Jones response when asked later in the day: “I think he’s a great player. He can throw it and I really enjoy watching him play.”
Mayfield’s criticism cited Jones’ 17-19 record as a starting quarterback in three seasons. The suggestion was a quarterback’s winning record, which Baker Mayfield was at Oklahoma after he transferred from Texas Tech, determines first-round status. The best push back on Mayfield’s grading scale came from Fox TV/radio commentator Colin Cowherd:
“Tim Tebow was 35-6, Colt McCoy 45-8, Kellen Moore 50-3 and A.J. McCarron 36-4. You know who didn’t win in college? Patrick Mahomes, Jared Goff, Matt Ryan.”

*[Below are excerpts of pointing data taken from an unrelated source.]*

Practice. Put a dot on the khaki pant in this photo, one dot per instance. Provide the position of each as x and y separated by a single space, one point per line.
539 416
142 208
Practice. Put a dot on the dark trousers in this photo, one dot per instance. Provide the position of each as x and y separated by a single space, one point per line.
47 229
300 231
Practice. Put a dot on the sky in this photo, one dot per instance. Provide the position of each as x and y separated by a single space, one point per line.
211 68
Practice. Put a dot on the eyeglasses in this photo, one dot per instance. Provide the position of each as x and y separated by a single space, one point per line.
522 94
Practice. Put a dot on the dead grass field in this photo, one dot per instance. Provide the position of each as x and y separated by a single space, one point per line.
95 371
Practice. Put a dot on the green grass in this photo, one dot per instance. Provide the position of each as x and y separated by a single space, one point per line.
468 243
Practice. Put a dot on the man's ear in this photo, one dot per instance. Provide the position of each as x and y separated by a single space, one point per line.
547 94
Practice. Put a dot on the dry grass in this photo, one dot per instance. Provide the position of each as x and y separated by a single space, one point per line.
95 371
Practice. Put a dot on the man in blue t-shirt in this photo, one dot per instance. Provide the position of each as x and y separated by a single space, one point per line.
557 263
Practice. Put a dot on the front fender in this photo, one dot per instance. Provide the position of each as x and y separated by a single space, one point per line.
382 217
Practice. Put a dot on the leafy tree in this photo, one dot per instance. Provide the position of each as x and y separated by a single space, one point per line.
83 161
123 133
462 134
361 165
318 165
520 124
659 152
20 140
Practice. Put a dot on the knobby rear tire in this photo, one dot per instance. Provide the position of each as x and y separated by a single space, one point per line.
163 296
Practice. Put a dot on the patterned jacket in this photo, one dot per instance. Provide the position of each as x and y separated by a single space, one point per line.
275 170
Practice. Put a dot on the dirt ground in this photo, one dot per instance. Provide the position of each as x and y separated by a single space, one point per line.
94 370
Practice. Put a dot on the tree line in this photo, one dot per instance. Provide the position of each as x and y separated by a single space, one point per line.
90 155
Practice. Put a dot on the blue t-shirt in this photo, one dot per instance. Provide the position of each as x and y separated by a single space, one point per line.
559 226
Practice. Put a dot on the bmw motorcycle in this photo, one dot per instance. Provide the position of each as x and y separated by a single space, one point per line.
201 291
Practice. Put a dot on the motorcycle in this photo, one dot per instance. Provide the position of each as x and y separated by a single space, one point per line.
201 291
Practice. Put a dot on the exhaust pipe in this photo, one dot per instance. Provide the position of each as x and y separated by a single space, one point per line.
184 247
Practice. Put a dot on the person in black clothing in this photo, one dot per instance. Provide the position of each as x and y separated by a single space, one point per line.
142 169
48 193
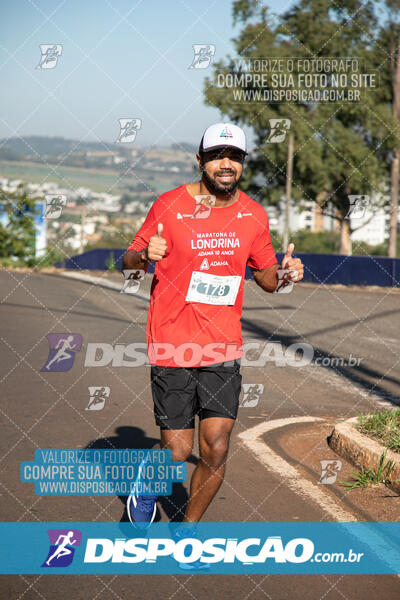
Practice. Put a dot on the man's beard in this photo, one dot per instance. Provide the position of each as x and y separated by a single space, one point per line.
218 188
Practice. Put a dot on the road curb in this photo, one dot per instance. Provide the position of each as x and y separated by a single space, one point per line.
361 450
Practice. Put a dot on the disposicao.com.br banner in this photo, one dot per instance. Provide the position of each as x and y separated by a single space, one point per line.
290 548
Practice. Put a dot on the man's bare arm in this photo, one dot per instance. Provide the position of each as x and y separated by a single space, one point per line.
267 279
134 260
156 250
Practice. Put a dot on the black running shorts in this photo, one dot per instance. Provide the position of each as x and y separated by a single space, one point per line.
180 393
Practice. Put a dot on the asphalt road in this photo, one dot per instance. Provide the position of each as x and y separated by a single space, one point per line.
45 410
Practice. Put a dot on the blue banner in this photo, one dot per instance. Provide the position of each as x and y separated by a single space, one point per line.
214 548
89 472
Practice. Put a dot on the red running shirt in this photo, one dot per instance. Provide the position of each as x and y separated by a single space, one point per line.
215 241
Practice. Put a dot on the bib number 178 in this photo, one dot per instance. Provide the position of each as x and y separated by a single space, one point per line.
212 290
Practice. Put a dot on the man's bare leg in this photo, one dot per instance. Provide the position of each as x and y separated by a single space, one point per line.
179 441
214 434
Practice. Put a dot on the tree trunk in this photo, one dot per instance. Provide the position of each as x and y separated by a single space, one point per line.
394 205
345 237
394 173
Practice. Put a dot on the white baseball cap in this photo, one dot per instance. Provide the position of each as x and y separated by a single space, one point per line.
222 135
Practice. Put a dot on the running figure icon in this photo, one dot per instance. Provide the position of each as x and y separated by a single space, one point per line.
62 549
62 346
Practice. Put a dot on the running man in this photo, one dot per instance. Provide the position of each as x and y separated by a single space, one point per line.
61 549
194 333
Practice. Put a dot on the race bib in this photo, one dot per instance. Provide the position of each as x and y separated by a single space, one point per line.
213 289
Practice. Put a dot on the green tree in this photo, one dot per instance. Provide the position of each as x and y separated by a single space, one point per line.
17 228
387 59
335 151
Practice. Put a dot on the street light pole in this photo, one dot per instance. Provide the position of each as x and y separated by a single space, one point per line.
288 197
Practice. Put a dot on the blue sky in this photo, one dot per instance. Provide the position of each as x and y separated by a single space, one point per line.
121 58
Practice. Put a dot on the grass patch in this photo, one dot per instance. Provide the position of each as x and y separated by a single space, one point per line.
366 477
383 426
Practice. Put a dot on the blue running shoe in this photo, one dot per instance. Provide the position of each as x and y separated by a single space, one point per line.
141 509
189 532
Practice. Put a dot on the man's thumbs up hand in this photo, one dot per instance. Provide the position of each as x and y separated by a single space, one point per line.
288 256
293 266
157 248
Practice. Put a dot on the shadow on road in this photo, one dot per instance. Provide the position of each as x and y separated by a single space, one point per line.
357 375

Cowherd added Oklahoma quarterback Jason White, the 2003 Heisman winner, wasn’t drafted. Josh Huepel, the 2000 Heisman runner-up, was a sixth-round pick that never made an NFL roster.
At Duke, Jones grew his game under Cutcliffe, a quarterback guru who was Pro Football Hall of Famer Peyton Manning’s offensive coordinator at Tennessee and Giants’ quarterback Eli Manning’s head coach at Ole Miss,
Jones’ first year on campus as Duke’s scout team quarterback, Duke’s defensive backs praised his NFL arm. But in his three seasons as a starter, Jones played behind offensive lines that struggled to protect him, especially on blitzes. He also was the victim of numerous dropped balls.
That diminished his wins as well as statistics, but Jones never pointed his finger at his teammates. Despite the lack of Heisman-caliber production, the Giants were among the teams that liked what they saw on film from the 6-foot-5, 220-pounder from Charlotte Latin.
The Giants’ selection of Jones has been criticized since draft day.
“I’m not surprise that people had the reaction they did,” Cutcliffe said, “That’s sports, particularly in our great northeast. Here is what I knew about Daniel and what I tried to explain to (the pro scouts) in this whole evaluation. You will have a player that prepares incredibly well. He is talented. They can see what they want in his talent; all that stuff about arm strong ad whatever.
“He prepares to the nth degree. It was fun to say he is going to prepare like Eli and they understand that. If you’ve been around Peyton and Eli there is a great deal of talent, but they separate themselves with their pinpoint, laser-like preparation. Daniel Jones has that. It won’t all be good, but I can promise you it won’t be because h was not prepared.”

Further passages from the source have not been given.